The packaging on this deck doesn't make it clear that only the major arcana and court cards are illustrated. It says "Each of the 78 cards contains an exquisite, specially commissioned painting," and the box shows several fully illustrated major cards. However, when you open the deck you find out that the 40 pip cards just have the same generic background (same within each suit) with a repeated symbol (for instance, 3 of cups has the standard cups background and three identical cups arranged on it, like the number cards in a standard deck of playing cards).
Yes, this practice goes back to a tradition before people started illustrating all the tarot cards, but in this day and age of fabulous deck artistry it feels cheap or lazy, and greatly reduces the usefulness of the deck for me. As I like to read for myself and others using the images to spark intuitive insights, having to rely on a memorized formula for the card meanings trivializes the process. Perhaps for someone who already knows the tarot meanings inside out, this would be less of an issue, but it certainly would detract from the enjoyment and utility for anyone new to the practice as I am. Just looking at an image of 5 identical cups is unlikely to mean much.
On the good side, the artwork on the illustrated cards is very pleasing, calm, clean and uncluttered yet detailed enough, in most cases (many of the court cards are a bit generic), to draw out the traditional meanings as well as some intuitive insights. The pictures are very gentle and would be suitable for younger readers or anyone who doesn't like some of the harsher or more violent imagery in some decks. Death and the Devil are both represented in a non-frightening way that suits modern practices of reading those cards as, if not positive, at least not strictly literal. Perhaps to broaden the audience for the deck, all the figures are clothed except, inexplicably, the Star figure who is entirely nude (so I'm not sure what the overall philosophy was about this issue).

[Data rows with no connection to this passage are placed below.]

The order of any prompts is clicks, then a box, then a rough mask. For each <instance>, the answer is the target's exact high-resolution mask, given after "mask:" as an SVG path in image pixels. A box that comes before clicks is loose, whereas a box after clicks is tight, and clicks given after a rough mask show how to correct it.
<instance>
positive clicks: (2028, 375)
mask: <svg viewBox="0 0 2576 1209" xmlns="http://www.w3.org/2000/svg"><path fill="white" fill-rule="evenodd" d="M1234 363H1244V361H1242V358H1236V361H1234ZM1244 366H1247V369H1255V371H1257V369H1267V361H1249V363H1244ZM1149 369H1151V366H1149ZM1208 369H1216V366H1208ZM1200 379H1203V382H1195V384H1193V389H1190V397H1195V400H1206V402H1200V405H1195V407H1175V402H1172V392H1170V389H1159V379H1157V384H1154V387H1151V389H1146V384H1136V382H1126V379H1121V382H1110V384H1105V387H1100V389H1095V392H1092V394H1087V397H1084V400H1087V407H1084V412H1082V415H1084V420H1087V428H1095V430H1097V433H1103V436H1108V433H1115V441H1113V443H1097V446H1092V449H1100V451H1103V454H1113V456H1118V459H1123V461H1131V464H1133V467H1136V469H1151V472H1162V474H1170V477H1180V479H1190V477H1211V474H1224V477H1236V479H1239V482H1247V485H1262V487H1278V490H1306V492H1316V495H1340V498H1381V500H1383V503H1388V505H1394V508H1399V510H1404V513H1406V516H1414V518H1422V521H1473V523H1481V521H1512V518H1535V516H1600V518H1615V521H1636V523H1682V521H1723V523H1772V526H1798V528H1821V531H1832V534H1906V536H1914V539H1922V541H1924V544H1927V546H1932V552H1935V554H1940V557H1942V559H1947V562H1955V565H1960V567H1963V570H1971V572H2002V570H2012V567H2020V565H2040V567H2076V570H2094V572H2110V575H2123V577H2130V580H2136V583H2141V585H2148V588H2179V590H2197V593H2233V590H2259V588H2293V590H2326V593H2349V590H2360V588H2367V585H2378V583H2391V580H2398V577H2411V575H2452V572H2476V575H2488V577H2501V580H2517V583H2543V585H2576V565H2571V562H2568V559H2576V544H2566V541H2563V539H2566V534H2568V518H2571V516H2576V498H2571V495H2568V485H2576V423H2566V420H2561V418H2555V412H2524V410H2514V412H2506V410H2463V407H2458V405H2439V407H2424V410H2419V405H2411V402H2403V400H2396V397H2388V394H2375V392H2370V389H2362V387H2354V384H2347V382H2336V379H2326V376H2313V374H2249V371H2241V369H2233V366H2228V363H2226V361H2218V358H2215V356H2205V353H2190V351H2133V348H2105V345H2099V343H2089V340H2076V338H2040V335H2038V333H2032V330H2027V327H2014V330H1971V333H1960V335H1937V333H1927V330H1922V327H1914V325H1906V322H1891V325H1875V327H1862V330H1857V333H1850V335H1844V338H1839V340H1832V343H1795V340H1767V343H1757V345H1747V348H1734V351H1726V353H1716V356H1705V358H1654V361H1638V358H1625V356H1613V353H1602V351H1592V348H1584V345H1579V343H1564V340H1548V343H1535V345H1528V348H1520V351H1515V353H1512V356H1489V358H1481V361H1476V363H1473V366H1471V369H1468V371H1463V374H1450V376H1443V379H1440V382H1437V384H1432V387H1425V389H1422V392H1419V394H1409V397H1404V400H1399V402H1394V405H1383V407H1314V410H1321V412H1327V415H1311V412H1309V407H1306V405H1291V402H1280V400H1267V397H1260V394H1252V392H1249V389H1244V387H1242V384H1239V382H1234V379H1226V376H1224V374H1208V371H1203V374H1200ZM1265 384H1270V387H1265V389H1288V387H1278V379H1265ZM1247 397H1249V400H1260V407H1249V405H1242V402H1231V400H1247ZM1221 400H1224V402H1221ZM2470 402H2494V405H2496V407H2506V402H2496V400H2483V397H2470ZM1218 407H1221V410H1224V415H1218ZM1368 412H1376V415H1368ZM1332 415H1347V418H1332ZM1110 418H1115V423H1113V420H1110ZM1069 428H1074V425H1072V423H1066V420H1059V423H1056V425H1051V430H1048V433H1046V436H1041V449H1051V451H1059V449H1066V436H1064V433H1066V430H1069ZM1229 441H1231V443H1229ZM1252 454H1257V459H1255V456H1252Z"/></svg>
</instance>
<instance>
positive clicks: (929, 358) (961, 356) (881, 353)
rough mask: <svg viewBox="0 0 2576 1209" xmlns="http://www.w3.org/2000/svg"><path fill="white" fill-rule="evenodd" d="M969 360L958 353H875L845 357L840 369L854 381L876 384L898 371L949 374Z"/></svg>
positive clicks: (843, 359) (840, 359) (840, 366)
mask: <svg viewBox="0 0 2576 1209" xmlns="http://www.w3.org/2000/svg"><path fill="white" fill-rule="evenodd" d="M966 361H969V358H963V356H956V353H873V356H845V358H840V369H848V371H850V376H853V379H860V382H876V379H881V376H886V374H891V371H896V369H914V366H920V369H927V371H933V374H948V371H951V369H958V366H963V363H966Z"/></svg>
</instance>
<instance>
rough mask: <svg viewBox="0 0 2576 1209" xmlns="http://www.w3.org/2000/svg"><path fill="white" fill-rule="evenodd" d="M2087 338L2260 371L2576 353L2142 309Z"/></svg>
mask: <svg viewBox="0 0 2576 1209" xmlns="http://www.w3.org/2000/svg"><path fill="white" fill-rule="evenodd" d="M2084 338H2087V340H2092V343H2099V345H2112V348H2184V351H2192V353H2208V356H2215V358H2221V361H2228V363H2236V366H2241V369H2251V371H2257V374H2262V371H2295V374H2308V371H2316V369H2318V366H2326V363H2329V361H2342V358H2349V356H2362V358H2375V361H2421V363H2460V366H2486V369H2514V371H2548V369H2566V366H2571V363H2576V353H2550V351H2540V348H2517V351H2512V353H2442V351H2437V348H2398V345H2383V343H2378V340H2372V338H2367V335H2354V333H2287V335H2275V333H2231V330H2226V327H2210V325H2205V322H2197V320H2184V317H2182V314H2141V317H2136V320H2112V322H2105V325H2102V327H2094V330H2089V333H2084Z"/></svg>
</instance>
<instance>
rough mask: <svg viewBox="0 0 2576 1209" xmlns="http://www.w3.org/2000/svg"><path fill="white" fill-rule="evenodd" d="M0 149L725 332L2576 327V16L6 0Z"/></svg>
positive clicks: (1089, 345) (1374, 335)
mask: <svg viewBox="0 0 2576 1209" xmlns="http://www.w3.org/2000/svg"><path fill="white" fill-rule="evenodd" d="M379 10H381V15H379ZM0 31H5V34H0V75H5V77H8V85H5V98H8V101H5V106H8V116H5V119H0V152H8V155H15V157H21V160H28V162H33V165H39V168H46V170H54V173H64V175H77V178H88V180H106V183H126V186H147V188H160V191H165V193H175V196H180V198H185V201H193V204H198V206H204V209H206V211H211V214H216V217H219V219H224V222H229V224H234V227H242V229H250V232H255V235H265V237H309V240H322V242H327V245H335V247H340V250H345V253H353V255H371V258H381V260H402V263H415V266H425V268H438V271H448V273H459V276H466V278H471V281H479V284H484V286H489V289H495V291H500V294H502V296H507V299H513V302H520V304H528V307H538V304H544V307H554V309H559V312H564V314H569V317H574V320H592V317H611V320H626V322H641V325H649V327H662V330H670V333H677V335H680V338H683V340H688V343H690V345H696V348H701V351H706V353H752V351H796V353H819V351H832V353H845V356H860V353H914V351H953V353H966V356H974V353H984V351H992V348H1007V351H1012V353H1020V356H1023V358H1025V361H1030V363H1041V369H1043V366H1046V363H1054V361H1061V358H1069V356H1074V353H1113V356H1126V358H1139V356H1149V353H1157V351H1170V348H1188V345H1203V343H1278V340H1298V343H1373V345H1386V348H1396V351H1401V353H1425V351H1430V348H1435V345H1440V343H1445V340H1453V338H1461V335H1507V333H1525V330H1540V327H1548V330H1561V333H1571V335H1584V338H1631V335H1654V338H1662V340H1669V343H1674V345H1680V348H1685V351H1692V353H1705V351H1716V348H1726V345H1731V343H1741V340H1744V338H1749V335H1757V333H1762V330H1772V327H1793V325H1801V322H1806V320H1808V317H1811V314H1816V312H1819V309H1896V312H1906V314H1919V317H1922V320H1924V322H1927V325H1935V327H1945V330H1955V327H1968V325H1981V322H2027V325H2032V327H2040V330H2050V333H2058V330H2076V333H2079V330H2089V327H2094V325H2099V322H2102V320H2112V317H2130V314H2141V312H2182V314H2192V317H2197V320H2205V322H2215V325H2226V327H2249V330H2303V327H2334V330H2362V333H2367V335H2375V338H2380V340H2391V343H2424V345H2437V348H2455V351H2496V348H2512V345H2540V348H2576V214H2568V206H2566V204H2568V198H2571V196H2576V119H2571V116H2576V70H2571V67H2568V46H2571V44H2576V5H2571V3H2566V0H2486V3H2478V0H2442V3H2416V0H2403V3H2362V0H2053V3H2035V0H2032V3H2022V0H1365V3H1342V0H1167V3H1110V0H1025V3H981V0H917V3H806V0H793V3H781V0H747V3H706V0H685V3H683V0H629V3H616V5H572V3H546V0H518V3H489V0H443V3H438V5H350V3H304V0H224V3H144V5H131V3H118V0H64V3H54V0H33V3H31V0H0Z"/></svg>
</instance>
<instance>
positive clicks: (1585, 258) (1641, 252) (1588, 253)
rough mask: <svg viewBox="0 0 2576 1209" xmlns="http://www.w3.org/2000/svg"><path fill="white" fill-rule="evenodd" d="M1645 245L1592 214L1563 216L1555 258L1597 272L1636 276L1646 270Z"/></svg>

Do not confuse this deck with Kat Black's Golden Tarot which was published some years earlier and is a classic among tarot enthusiasts. There is some concern that the publisher using the same name for this deck is acting unethically. It also bothers me that even though the artwork is the only redeeming feature of the deck, the artist's name, Melissa Launay, isn't even included on the package, and is only mentioned in small print in the included book. Whatever the reason for this, it smacks of not giving adequate credit.
Had Launay been contracted to provide full original illustrations for all of the cards, this might have been one of my favourite all purpose decks for reading for others. As is, I'm unlikely to use it except perhaps if I am doing any majors-only readings.